Ispirandosi alle parole di Jean-Paul Sartre (Ho attraversato mari, ho lasciato dietro di me città, ho seguito le sorgenti dei fiumi e mi sono immerso nelle foreste), l’architetto romano continua: “Il percorso di andata è come un addentrarsi in una foresta svelata solo dal controluce, ed è ispirata dal mondo antico delle miniature. Un omaggio al mondo orientale, in cui la prospettiva non ha un’importanza centrale, ma tende invece a scomparire per lasciare spazio al disegno e alle forme”.
«Ho sceso le scale, ho remato con il proprietario della casa con le torce e ho vagato attraverso una foresta di pilastri, parte dei quali era sommersa dall’acqua».
Pierre Gilles, primo ingresso nella Cisterna, 1500
Da Italo Calvino invece la conferma dell’idea del racconto; qui concepita come un itinerario, quasi un’Odissea, un viaggio di andata e ritorno tra Oriente e Occidente dove le colonne con le teste di Medusa rappresentano la fine dell’andata e l’inizio del ritorno, che sembrano rappresentare simbolicamente il fluire della vita.
L’acqua è la costante che si estende nella Cisterna, sempre presente per tutto il viaggio. Uno specchio ricorrente, che disegna i profili in chiaroscuro all’andata e il profilo architettonico al ritorno. Solo in un momento sporadico del viaggio, la luce delle colonne si dissolve per lasciare spazio a una nuova luce che svela, radente, la superficie irregolare dei pavimenti originari e le basi di tutte le colonne. In alto, solo poca luce riflessa raggiunge le volte.

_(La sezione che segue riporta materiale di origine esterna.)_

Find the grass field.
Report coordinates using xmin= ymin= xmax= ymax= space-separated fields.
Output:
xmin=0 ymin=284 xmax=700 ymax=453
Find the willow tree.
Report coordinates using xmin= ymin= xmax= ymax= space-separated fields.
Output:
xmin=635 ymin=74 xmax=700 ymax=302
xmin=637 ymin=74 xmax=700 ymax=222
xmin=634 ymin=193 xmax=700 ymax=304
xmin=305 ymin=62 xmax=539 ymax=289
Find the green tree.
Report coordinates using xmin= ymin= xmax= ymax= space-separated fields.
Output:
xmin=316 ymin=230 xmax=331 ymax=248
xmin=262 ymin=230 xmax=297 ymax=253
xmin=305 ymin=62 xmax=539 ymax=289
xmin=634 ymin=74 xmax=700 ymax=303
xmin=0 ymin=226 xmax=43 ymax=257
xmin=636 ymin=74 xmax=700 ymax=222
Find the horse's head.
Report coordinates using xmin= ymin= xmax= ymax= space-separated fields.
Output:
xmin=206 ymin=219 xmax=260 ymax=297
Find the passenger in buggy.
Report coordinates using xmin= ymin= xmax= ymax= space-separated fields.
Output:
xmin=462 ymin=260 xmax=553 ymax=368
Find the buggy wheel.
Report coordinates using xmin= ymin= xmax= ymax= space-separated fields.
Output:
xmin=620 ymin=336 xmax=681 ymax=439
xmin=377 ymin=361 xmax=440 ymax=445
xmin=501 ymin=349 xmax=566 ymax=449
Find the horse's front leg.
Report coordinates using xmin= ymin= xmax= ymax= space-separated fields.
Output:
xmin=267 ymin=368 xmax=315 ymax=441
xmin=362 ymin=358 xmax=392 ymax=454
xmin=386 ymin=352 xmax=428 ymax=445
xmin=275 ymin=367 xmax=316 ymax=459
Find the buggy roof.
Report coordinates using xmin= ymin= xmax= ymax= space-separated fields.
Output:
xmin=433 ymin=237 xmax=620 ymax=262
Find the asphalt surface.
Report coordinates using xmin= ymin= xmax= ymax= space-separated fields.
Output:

A metà percorso e in maniera inattesa e suggestiva il luogo sommerso si tinge delle atmosfere caratteristiche della Turchia, trascolorando da acquamarina ad ambra seguendo le voluttà della zultanite, la gemma anatolica che cambia il suo colore con la luce.
«Il camminare presuppone che a ogni passo il mondo cambi in qualche suo aspetto e pure che qualcosa cambi in noi».
Italo Calvino
Adriano Caputo, infine, torna a porre l’accento del progetto sul concetto di intrico e di selva, qui quasi labirintica nella sua struttura architetturale: “La Cisterna può essere paragonata a una foresta di palude… dove tutti sensi vengono sollecitati e dove riflessioni e sonorità d’acqua convivono… un viaggio immersivo che coinvolge i sensi e la mente; un’esperienza unica che ne fa uno dei luoghi più frequentati al mondo”.